In calce, le firme di tutte le componenti: dalla corrente di destra Mi, consigliere Eligio Paolini, al laico del Pd Roberto Romboli, dall’esponente di Area Antonello Cosentino a quello di Unicost Roberto D’Auria insieme a Roberto Fontana, l’indipendente vicino alla sinistra.
L’altra relazione invece, favorevole alla separazione delle carriere (la riforma “è necessaria” e “pone al centro del sistema giudiziario la garanzia dei diritti e la tutela delle libertà dei cittadini”), porta la firma del laico di FdI, Felice Giuffré, ed è il tentativo di dividere il parlamentino dei magistrati, dopo l’unità mostrata dai giudici nell’Assemblea dell’Anm di fine anno. Che ha dato il via anche alla formazione nel Paese di comitati referendari anti-separazione aperti alla società civile e ad esponenti dell’Accademia e dell’avvocatura.
Tornando al parere depositato dai cinque consiglieri, invece, il disegno riformatore della destra al governo, “pur lasciando formalmente intatti” presìdi e garanzie, nel concreto sviluppo della riforma, “non elimina il rischio di un affievolimento dell’indipendenza del Pm rispetto agli altri poteri dello Stato”.

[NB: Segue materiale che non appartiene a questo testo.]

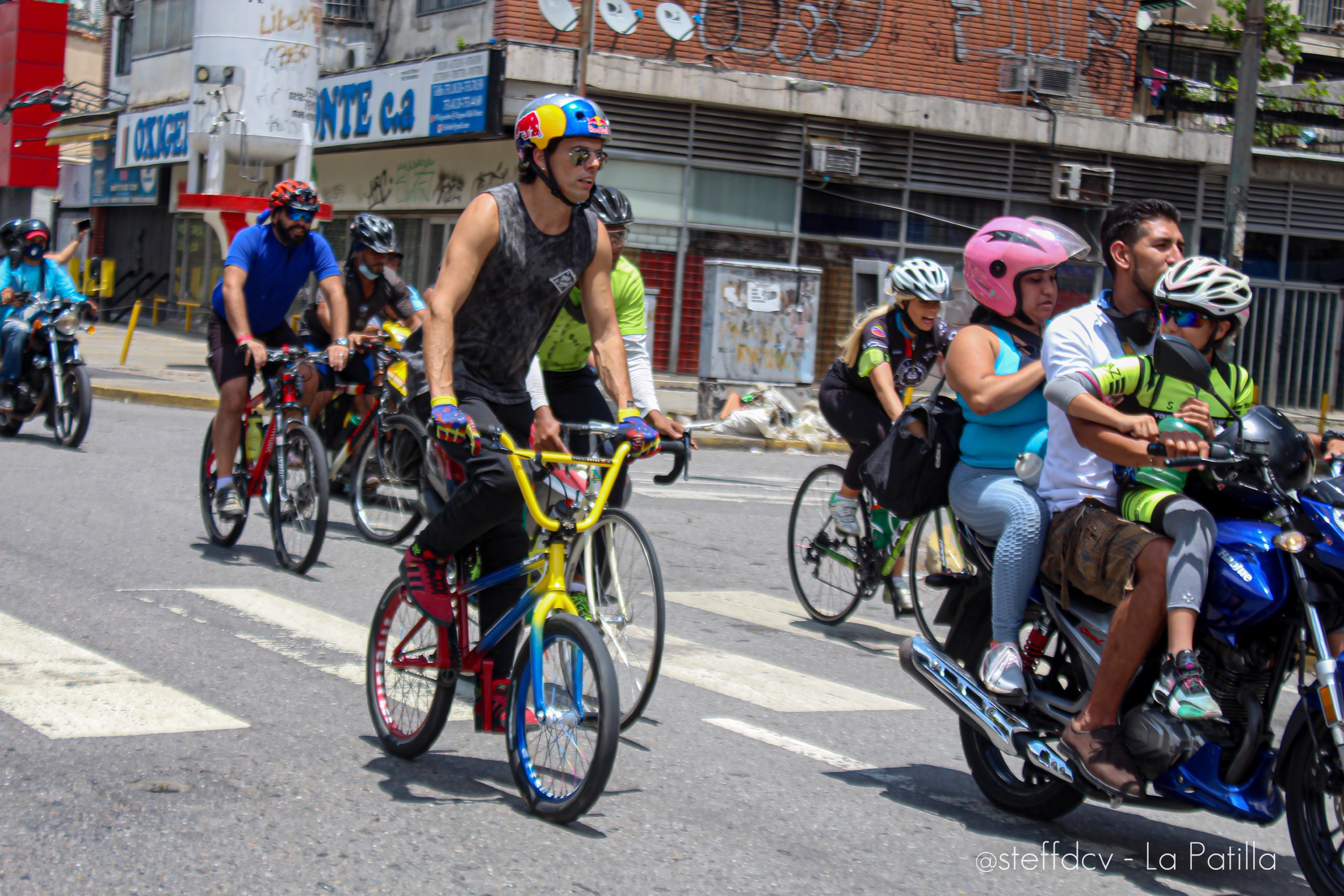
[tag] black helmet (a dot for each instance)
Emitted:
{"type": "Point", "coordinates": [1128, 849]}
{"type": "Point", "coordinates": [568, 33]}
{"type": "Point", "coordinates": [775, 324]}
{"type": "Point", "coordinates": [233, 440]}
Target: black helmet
{"type": "Point", "coordinates": [373, 231]}
{"type": "Point", "coordinates": [612, 206]}
{"type": "Point", "coordinates": [10, 233]}
{"type": "Point", "coordinates": [1292, 461]}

Anzi, la previsione è ben più fosca quando i consiglieri scrivono che “secondo alcuni, la separazione delle carriere unitamente alla contestuale istituzione di un autonomo organo di autogoverno composto esclusivamente da magistrati requirenti, con membri laici, porterebbe alla separazione di un corpo,di funzionari pubblici ,deputato alla direzione della polizia giudiziaria, essenzialmente autoreferenziale; un secondo e autonomo potere giudiziario, indipendente da ogni altro”. E citano così le parole del costituzionalista Alessandro Pizzorusso: “Il potere dello Stato più forte che si sia mai avuto in alcun ordinamento costituzionale dell’epoca contemporanea”.
Nel clima politico riacceso, nelle scorse settimane, dalle sentenze nei confronti di Renzi e Salvini, la relazione bipartisan non manca poi di ribadire i due dati di fatto: non solo “i passaggi dall’una all’altra funzione”, da pubblico ministero a giudice, “riguardano percentuali largamente inferiori all’1% dell’organico in servizio”, ma sono condizionati da “limitazioni di natura funzionale e territoriale” tali da non poter comportare, “neanche sotto il profilo dell’apparenza, rischi di ricadute negative in termini di imparzialità e terzietà”.

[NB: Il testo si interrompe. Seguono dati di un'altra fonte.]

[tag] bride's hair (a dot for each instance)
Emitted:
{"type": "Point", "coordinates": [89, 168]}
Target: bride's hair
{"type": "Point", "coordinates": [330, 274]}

D’altra parte, scrivono i cinque consiglieri che hanno firmato il parere contrario, “appare indubbio che l’evocato necessario miglioramento della qualità e dell’efficienza della giurisdizione passi per un superamento delle persistenti criticità organizzative che caratterizzano il servizio giustizia, dal fronte delle carenze degli organici del personale amministrativo e dei magistrati, a quello delle difficoltà insite nel cammino di informatizzazione delle procedure e degli uffici giudiziari, temi sui quali è impegnata l’azione del ministro della Giustizia”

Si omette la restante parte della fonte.